Gestor ou juiz? Sandro Alex talvez esteja ignorando que o Paraná precisa dos dois
Durante a convenção que oficializou sua candidatura ao Governo do Paraná, Sandro Alex afirmou que o Estado “não precisa de um juiz, precisa de um gestor”. A frase produz efeito político imediato. Também abre espaço para uma pergunta inevitável: qual gestão está sendo apresentada como credencial?
É verdade que um governador precisa administrar um Estado. Planejamento, execução de obras, capacidade de entregar resultados e gestão de recursos públicos fazem parte da função. Nisso, a afirmação de Sandro Alex está correta.
O problema começa quando a própria gestão usada como vitrine passa a ser alvo de questionamentos.
Enquanto esteve à frente da Secretaria de Estado da Infraestrutura e Logística, diversas obras enfrentaram atrasos, mudanças de cronograma e problemas de execução. Há contratos que geraram apontamentos de órgãos de controle, incluindo suspeitas de sobrepreço em obras públicas que ainda precisam ser definitivamente analisadas pelas autoridades competentes.
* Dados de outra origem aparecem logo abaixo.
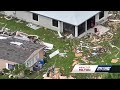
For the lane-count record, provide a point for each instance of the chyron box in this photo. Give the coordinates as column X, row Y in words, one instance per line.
column 103, row 68
column 96, row 69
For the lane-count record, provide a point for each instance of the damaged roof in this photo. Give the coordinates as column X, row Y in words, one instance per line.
column 71, row 17
column 18, row 54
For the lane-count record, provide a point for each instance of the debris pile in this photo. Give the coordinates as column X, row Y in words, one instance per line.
column 54, row 73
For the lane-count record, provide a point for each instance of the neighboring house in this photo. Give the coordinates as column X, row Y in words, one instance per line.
column 73, row 22
column 28, row 53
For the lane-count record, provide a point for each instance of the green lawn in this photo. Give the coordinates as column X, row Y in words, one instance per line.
column 50, row 37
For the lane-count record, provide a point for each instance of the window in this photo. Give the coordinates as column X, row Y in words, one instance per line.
column 101, row 14
column 55, row 23
column 35, row 17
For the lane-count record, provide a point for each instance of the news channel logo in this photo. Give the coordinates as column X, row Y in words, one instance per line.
column 90, row 69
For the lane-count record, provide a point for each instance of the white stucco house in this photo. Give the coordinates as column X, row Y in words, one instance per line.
column 75, row 22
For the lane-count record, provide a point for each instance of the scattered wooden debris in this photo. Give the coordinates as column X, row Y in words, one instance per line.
column 75, row 62
column 114, row 60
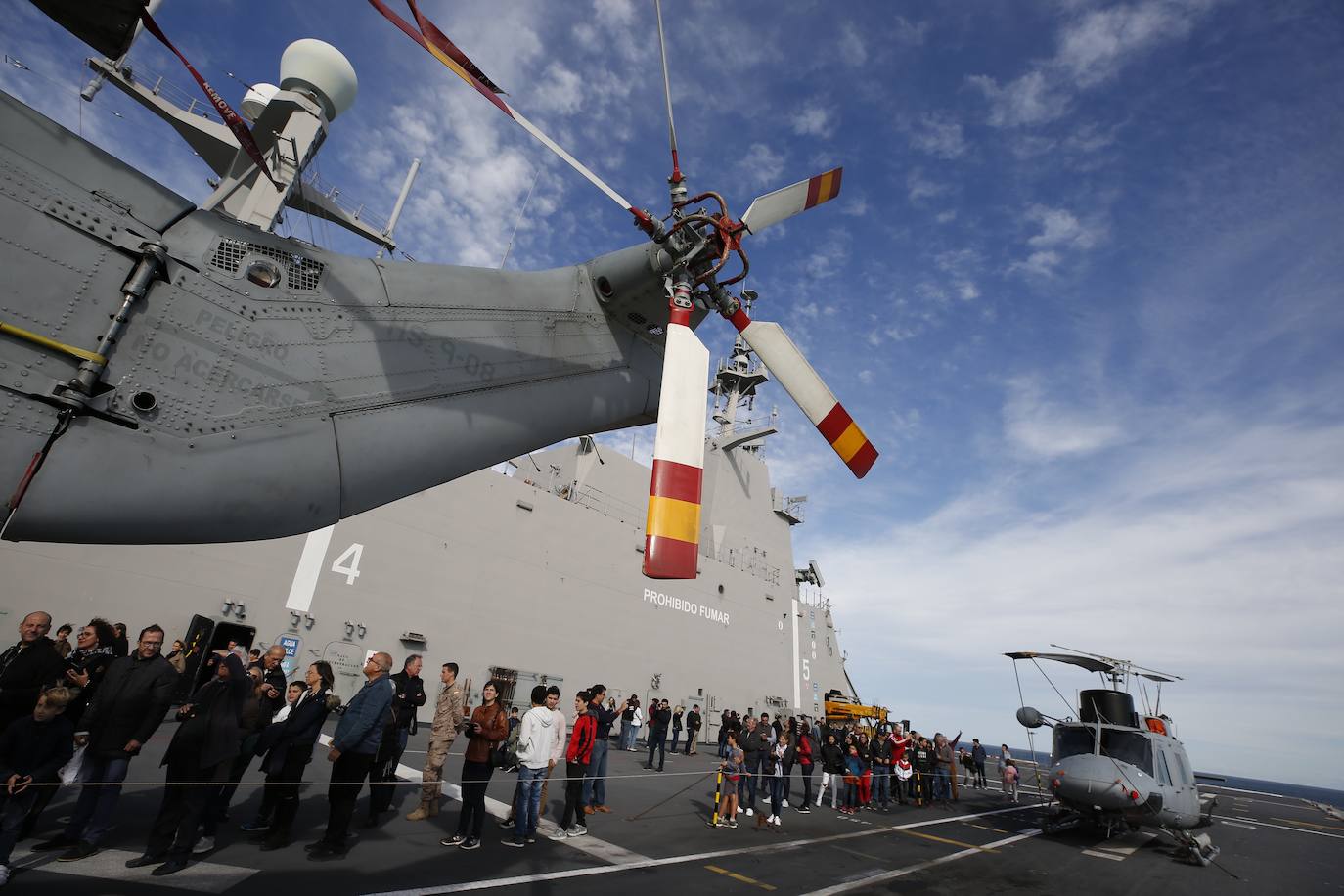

Também vieram a público denúncias envolvendo empresas terceirizadas cujos fornecedores alegam não ter recebido cerca de R$ 30 milhões por serviços prestados. São fatos conhecidos e que ainda aguardam os desdobramentos legais.
Outro exemplo foi o alargamento de praias no litoral paranaense. A obra foi apresentada como um marco para o turismo, mas passou a enfrentar críticas técnicas e ambientais após sua execução. Em vez de representar unanimidade, tornou-se mais um tema de debate.
Diante desse cenário, a frase de Sandro Alex permite uma reflexão diferente.
Talvez o Paraná realmente precise de um gestor. Mas precisa de um gestor que entregue obras concluídas dentro do prazo, contratos sem controvérsias relevantes, fiscalização eficiente e execução capaz de evitar disputas que acabam chegando aos órgãos de controle.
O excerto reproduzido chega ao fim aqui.